Ce décret a également précisé que l’impossibilité matérielle de procéder à l’enregistrement, en raison d’un dysfonctionnement de la caméra ou d’une capacité insuffisante d’enregistrement, ne faisait pas obstacle à la réalisation des contrôles d’identité et n’affectait pas leur régularité.

Lors de son audition en commission élargie sur les crédits de la mission « Sécurités », le jeudi 26 octobre 2017, le ministre de l’Intérieur a indiqué que ses services étaient « en train de passer un marché pour 5 000 caméras-piétons et nous en avons déjà 2 800 en expérimentation.

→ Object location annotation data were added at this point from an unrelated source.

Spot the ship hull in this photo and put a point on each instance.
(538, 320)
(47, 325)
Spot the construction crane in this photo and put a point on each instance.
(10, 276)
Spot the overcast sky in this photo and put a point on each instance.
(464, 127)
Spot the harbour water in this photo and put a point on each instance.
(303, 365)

Le nombre va croître au fil des ans. ».

Toutefois, l’instauration de caméras mobiles n’est qu’une réponse partielle aux attentes des victimes de contrôles d’identité abusifs ou discriminatoires.

Leur nombre demeure très faible par rapport aux quelques 250 000 policiers et gendarmes en fonction.

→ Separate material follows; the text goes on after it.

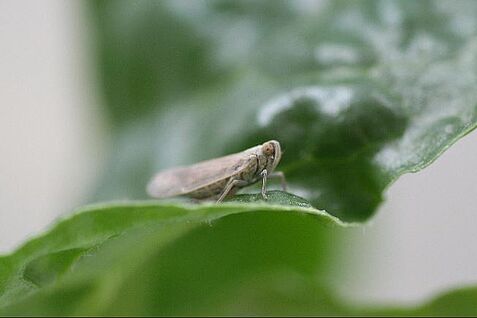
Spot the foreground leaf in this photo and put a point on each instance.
(151, 258)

Ensuite, le champ des caméras ne permet pas de voir l’attitude du policier ou du gendarme qui en est équipé.

Enfin, l’absence de déclenchement systématique de l’enregistrement au début de chaque nouvelle opération de contrôle d’identité et l’impossibilité pour la personne contrôlée de le déclencher limitent singulièrement la portée du recours à ces caméras.

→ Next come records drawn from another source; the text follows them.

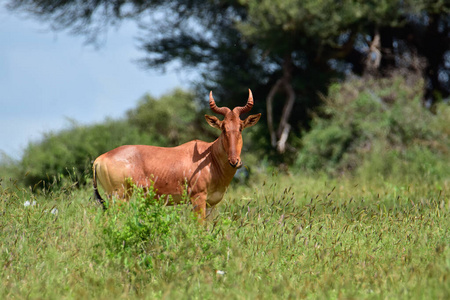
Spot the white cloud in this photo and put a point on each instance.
(46, 77)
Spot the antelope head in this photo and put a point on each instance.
(231, 127)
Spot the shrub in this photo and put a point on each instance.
(69, 153)
(377, 127)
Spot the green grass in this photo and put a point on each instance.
(282, 237)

C. LES TABLETTES NUMÉRIQUES

Dans le cadre de sa politique de numérisation, le ministère de l’Intérieur a commencé à équiper les forces de l’ordre de tablettes numériques qui devraient leur permettre de vérifier immédiatement si une personne contrôlée a déjà été contrôlée au cours de la journée et, ainsi, d’éviter un nouveau contrôle.

Comme l’a indiqué le ministre de l’Intérieur lors de son audition précitée du jeudi 26 octobre 2017, « le projet NEOGEND [d’équipement des gendarmes en tablettes numériques] sera achevé à la fin de l’année 2017 ; il permet de déployer 67 000 tablettes. Pour la police, ce sont 28 500 terminaux NEOPOL qui seront mis en service d’ici à la fin de l’année. J’ai demandé que 22 000 tablettes et smartphones supplémentaires soient distribuées dans les trois ans ; 6 millions d’euros de crédits sont consacrés à ce projet dans le budget 2018 ».

Toutefois, là encore, cette mesure, encore loin d’être généralisée, ne répond que très partiellement aux attentes des victimes de contrôles d’identité abusifs ou discriminatoires.

II. LA RÉFORME PROPOSÉE

Face aux difficultés rencontrées dans la prévention des contrôles d’identité abusifs ou discriminatoires ainsi que dans l’établissement de la preuve du caractère discriminatoire du contrôle d’identité devant le juge (36), « la traçabilité s’impose », comme le souligne Mme Christine Lazerges, présidente de la Commission nationale consultative des droits de l’homme (37).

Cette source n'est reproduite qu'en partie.